NEW YORK, Oct 31 (Reuters) - The Members Exchange (MEMX), a new would-be bourse backed by major Wall Street firms, that aims to take on the New York Stock Exchange and Nasdaq Inc by way of lower fees, has filed its application with regulators and aims to launch by mid-2020.
If the application, which was published by the U.S. Securities and Exchange Commission on Thursday, is approved, MEMX would become the 15th U.S. stock exchange, following the yet-to-be-launched Long Term Stock Exchange, which was granted regulatory status in May.

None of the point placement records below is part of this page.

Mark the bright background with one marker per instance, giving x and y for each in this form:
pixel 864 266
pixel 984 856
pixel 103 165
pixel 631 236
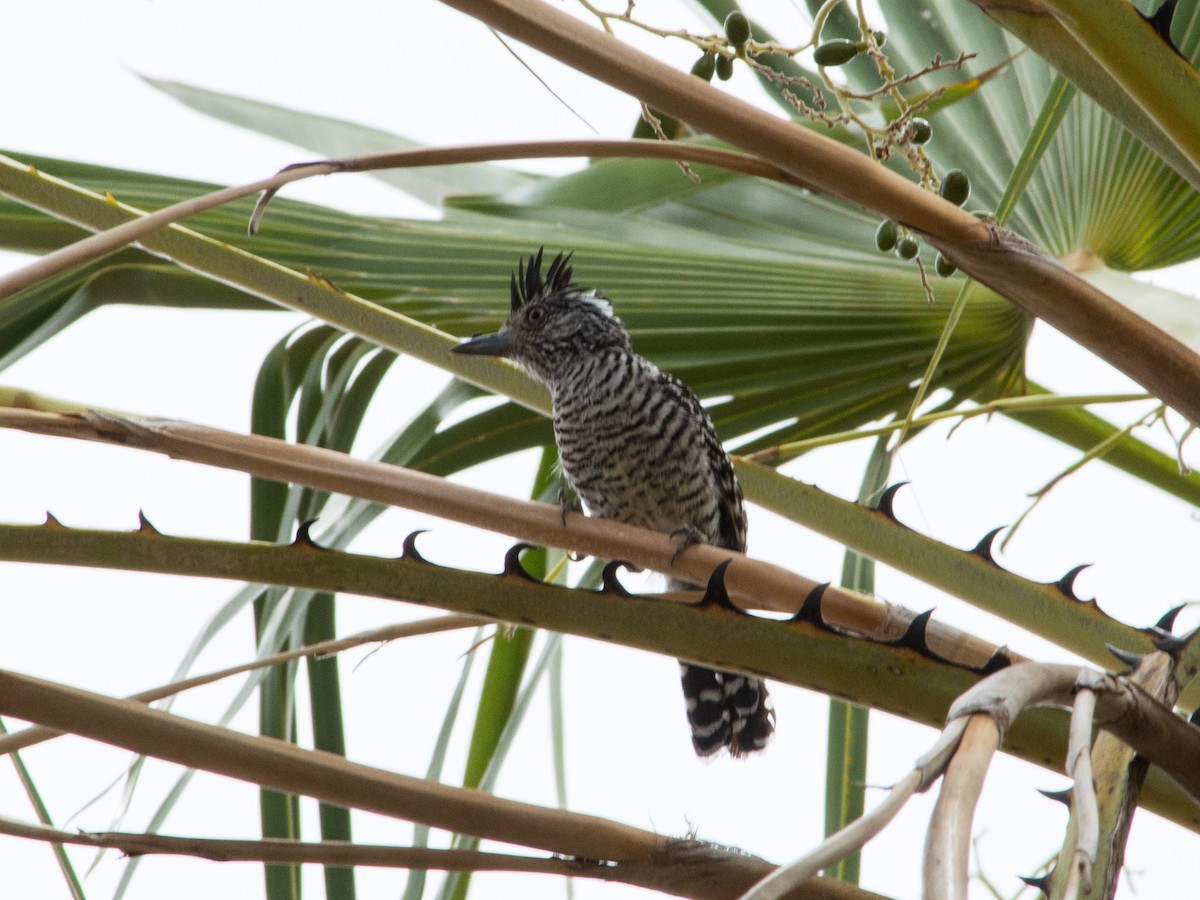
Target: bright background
pixel 425 72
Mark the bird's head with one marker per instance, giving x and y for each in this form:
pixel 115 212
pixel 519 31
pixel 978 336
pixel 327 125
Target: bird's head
pixel 553 323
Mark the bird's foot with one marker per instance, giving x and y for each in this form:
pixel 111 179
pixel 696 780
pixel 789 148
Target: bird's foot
pixel 568 502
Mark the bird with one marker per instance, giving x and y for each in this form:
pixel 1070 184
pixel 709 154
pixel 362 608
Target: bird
pixel 635 445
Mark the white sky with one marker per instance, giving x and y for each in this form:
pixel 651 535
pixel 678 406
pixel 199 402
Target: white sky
pixel 426 72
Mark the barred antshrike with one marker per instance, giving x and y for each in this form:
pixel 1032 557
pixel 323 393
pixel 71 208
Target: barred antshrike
pixel 637 447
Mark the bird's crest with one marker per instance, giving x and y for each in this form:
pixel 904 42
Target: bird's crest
pixel 527 283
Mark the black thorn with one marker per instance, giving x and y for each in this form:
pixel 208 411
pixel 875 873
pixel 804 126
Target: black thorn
pixel 1062 796
pixel 1066 585
pixel 887 499
pixel 983 549
pixel 999 660
pixel 1128 657
pixel 810 610
pixel 715 593
pixel 409 550
pixel 1042 882
pixel 1167 623
pixel 513 562
pixel 145 526
pixel 610 582
pixel 304 535
pixel 915 635
pixel 1161 22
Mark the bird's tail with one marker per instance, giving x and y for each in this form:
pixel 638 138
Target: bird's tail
pixel 726 709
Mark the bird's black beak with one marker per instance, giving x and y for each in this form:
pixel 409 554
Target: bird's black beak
pixel 498 345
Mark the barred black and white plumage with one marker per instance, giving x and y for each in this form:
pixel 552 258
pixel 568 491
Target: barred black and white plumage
pixel 637 447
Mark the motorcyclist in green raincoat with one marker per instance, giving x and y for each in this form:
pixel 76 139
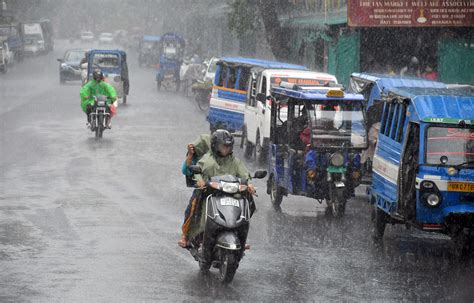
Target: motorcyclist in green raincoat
pixel 95 87
pixel 218 161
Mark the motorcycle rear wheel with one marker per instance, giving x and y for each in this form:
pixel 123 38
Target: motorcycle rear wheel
pixel 228 266
pixel 275 194
pixel 338 204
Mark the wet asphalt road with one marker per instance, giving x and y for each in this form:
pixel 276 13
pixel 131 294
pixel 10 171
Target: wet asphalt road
pixel 97 221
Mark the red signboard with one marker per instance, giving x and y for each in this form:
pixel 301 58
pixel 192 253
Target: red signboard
pixel 406 13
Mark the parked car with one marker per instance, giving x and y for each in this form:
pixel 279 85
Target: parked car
pixel 69 68
pixel 87 36
pixel 106 38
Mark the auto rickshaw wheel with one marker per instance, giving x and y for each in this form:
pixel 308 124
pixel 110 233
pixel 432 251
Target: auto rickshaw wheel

"MEMX was formed as a result of industry demand for competition, meaningful technical innovation, and increased operational transparency," MEMX Chief Executive Officer Jonathan Kellner said in a blog post. "We believe that execution on this charter will deliver needed improvement, catalyze change, and drive better outcomes for the investing public."
Brokers and traders have complained for years about what they say are unjustifiably high fees charged by most stock exchanges for market data and connectivity.

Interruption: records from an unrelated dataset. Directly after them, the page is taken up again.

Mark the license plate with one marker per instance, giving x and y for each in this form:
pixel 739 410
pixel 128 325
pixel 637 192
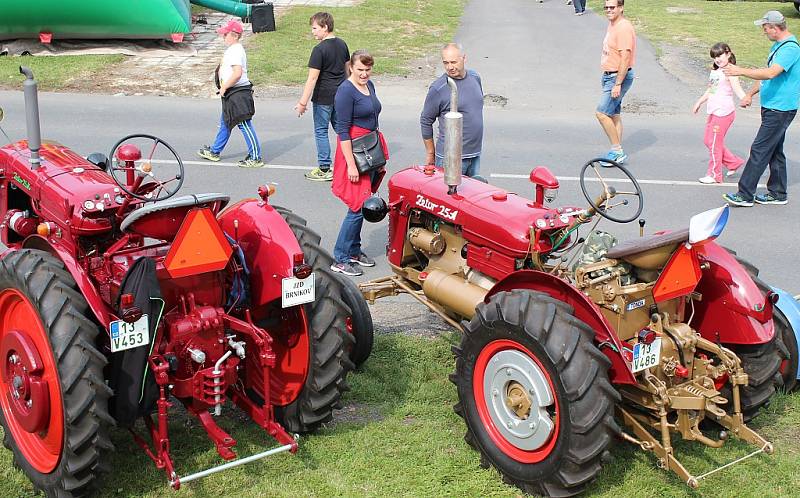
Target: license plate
pixel 297 291
pixel 126 335
pixel 646 355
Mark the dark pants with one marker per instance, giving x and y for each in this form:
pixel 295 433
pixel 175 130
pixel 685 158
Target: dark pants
pixel 767 149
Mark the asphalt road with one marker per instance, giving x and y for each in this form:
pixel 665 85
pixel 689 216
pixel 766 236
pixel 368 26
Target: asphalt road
pixel 541 66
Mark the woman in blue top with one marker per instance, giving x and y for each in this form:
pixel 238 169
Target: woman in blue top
pixel 357 109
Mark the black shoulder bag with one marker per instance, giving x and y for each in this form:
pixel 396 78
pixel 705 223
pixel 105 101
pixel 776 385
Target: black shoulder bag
pixel 367 149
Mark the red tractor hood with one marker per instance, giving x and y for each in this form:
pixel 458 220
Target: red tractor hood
pixel 487 214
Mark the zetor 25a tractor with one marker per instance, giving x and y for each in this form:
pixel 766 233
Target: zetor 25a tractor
pixel 117 298
pixel 559 333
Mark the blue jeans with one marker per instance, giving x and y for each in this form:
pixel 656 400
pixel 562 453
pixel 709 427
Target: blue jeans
pixel 612 106
pixel 249 133
pixel 324 116
pixel 767 149
pixel 348 243
pixel 470 166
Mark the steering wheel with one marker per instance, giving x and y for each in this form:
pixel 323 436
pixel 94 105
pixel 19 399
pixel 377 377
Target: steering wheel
pixel 602 203
pixel 140 188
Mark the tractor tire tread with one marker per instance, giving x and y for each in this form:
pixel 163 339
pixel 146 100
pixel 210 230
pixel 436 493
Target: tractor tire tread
pixel 53 292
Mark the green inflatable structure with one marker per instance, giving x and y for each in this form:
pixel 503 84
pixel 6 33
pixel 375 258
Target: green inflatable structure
pixel 130 19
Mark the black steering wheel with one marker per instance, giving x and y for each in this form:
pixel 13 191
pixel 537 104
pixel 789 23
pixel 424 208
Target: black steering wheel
pixel 142 189
pixel 601 204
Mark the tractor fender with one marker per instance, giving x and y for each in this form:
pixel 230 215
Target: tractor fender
pixel 585 310
pixel 732 309
pixel 268 243
pixel 790 308
pixel 85 285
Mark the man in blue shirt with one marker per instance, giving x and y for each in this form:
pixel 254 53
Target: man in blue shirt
pixel 470 105
pixel 780 93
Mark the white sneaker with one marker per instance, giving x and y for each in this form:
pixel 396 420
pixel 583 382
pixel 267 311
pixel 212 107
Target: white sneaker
pixel 707 180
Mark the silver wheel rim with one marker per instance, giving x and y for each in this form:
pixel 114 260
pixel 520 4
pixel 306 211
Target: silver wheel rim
pixel 512 380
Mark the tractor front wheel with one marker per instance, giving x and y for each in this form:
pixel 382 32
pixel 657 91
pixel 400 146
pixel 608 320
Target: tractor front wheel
pixel 53 397
pixel 534 393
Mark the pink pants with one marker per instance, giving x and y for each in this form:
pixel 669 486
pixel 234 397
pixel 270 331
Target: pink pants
pixel 716 129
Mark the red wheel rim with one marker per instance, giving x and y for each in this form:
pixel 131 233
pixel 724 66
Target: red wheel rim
pixel 293 355
pixel 496 434
pixel 41 449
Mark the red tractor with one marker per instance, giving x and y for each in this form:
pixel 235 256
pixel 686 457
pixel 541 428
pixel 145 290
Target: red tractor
pixel 562 332
pixel 117 298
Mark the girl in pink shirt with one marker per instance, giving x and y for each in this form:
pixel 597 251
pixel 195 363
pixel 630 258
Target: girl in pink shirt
pixel 721 113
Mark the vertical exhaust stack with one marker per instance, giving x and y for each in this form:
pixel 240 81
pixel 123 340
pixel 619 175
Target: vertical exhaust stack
pixel 31 90
pixel 453 141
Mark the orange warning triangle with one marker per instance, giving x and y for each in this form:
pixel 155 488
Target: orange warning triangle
pixel 679 277
pixel 200 246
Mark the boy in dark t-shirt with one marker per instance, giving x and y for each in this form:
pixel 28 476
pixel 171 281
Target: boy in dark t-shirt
pixel 326 70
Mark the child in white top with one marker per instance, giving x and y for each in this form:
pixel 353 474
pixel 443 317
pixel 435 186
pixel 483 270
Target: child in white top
pixel 721 111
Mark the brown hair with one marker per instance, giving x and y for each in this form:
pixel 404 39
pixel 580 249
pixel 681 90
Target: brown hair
pixel 323 19
pixel 721 48
pixel 363 57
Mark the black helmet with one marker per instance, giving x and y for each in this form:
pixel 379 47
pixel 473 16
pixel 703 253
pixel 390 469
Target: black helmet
pixel 374 209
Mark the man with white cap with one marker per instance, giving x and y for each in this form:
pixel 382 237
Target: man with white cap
pixel 779 85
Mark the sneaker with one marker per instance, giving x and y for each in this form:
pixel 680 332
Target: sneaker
pixel 363 260
pixel 251 163
pixel 346 268
pixel 736 199
pixel 618 156
pixel 318 175
pixel 206 153
pixel 769 199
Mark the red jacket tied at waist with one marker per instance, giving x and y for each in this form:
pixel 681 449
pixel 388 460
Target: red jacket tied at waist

When MEMX was first announced in January, it pushed down the share prices of Nasdaq and NYSE parent Intercontinental Exchange Inc.

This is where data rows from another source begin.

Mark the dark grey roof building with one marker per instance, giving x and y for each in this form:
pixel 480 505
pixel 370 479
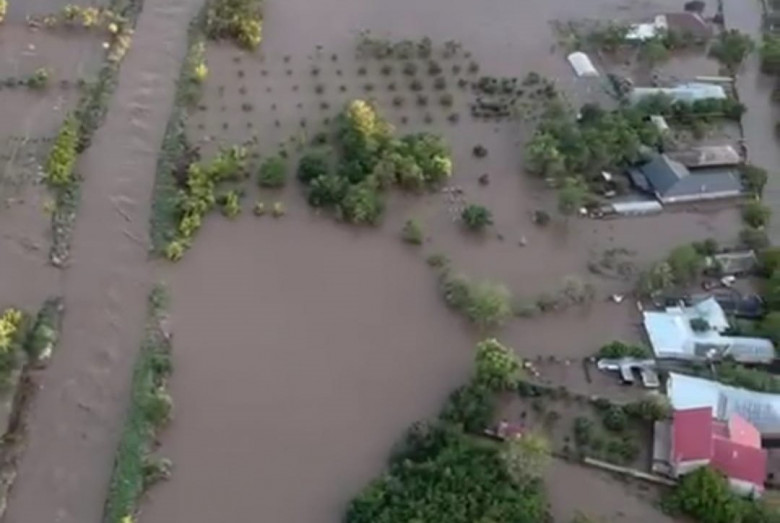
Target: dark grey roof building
pixel 672 182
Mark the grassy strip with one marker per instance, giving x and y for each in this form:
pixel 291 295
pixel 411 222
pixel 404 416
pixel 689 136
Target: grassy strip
pixel 175 146
pixel 89 114
pixel 150 406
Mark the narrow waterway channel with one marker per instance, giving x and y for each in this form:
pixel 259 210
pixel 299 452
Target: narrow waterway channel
pixel 755 91
pixel 78 412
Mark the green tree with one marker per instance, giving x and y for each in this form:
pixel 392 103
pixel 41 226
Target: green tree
pixel 686 264
pixel 755 214
pixel 328 190
pixel 543 157
pixel 754 178
pixel 273 172
pixel 571 196
pixel 477 217
pixel 497 365
pixel 705 495
pixel 526 457
pixel 362 203
pixel 489 304
pixel 314 164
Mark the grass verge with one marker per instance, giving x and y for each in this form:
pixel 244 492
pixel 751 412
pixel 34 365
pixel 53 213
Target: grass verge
pixel 175 146
pixel 90 113
pixel 135 468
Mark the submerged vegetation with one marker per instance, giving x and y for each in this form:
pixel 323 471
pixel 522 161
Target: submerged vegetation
pixel 439 473
pixel 372 159
pixel 136 468
pixel 237 20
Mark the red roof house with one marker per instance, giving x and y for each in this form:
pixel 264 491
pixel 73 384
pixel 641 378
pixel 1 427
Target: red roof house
pixel 732 447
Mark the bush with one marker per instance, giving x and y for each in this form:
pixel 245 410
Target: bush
pixel 756 215
pixel 273 172
pixel 238 20
pixel 476 217
pixel 498 368
pixel 618 349
pixel 412 232
pixel 62 157
pixel 471 407
pixel 314 164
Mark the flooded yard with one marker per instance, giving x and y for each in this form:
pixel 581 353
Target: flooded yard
pixel 304 347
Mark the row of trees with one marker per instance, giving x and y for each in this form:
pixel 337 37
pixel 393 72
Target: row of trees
pixel 438 473
pixel 371 159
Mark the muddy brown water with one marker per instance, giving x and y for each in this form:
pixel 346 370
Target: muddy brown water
pixel 79 409
pixel 304 348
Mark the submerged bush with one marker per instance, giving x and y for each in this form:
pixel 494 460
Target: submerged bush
pixel 273 172
pixel 62 157
pixel 238 20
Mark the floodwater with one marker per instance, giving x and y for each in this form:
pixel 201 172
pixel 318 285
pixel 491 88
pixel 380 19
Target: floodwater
pixel 77 414
pixel 755 91
pixel 304 348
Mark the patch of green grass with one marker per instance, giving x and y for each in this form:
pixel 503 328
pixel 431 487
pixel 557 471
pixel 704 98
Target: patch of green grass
pixel 164 219
pixel 135 468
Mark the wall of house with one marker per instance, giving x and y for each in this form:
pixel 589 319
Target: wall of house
pixel 701 197
pixel 686 467
pixel 745 488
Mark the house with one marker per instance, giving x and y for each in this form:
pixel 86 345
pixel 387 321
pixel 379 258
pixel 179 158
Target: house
pixel 684 23
pixel 707 156
pixel 761 409
pixel 696 333
pixel 582 65
pixel 731 446
pixel 687 92
pixel 671 182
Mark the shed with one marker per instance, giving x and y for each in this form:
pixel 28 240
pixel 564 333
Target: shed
pixel 672 182
pixel 582 65
pixel 687 92
pixel 707 156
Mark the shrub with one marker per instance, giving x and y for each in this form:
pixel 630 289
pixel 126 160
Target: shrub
pixel 238 20
pixel 62 157
pixel 618 349
pixel 412 232
pixel 314 164
pixel 273 172
pixel 498 367
pixel 476 217
pixel 756 215
pixel 471 407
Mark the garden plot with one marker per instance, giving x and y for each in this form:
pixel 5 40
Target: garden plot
pixel 311 342
pixel 40 77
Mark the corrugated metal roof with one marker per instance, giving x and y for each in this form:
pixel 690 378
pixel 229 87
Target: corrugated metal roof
pixel 759 408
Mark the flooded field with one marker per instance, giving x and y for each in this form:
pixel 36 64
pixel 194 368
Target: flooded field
pixel 303 347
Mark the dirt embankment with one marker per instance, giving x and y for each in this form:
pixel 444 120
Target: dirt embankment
pixel 78 412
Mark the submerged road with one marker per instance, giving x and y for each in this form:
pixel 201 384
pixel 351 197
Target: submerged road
pixel 77 415
pixel 759 121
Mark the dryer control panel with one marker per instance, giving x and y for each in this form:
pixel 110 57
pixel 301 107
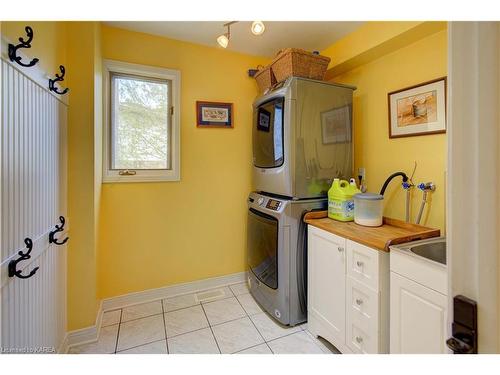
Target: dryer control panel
pixel 273 204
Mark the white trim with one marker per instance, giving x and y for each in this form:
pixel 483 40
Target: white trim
pixel 149 295
pixel 35 73
pixel 172 174
pixel 91 334
pixel 82 336
pixel 473 162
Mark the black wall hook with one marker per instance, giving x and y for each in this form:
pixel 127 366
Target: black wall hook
pixel 24 44
pixel 59 78
pixel 59 228
pixel 22 256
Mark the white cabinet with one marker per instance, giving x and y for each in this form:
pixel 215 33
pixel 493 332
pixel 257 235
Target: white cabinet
pixel 327 268
pixel 419 316
pixel 348 293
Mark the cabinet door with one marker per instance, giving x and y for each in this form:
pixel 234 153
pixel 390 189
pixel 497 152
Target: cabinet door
pixel 326 281
pixel 418 318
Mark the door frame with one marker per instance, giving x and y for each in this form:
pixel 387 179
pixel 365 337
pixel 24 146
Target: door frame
pixel 473 182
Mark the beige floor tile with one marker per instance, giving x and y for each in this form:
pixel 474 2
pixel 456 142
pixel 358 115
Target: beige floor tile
pixel 259 349
pixel 185 320
pixel 110 317
pixel 197 342
pixel 105 344
pixel 297 343
pixel 141 311
pixel 223 310
pixel 239 289
pixel 249 304
pixel 236 335
pixel 270 329
pixel 179 302
pixel 157 347
pixel 141 331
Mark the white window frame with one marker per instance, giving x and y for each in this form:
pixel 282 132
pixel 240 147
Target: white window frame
pixel 141 175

The institutions that fund and control MEMX are some of the incumbent exchanges' biggest customers, including Bank of America Corp, UBS, Virtu Financial, Morgan Stanley, Fidelity and Citadel Securities.
Online retail brokers Charles Schwab Corp, E*Trade Financial Corp and TD Ameritrade Holdings Corp are also founding members. All three have in recent weeks slashed their trading commissions to zero, pressuring profit margins, and adding appeal to a low-cost bourse.
Around a decade ago, a group of banks backed a low-cost exchange called BATS. Another group of industry heavyweights launched an exchange called Direct Edge with a similar goal of slashing trading costs. The two exchanges quickly gained market share, later merged and are now owned by Cboe Global Markets .
Last year, the SEC asked stock exchanges to do a better job justifying their fees for public market data. More recently the regulator began temporarily suspending exchange fee filings.
"The exchanges actually can't even lower prices, and the exchanges can't really offer new products or bundles or do any other actions ... we're just looking at a market where it's likely frozen," ICE CEO Jeff Sprecher said on a post earnings call with analysts on Thursday.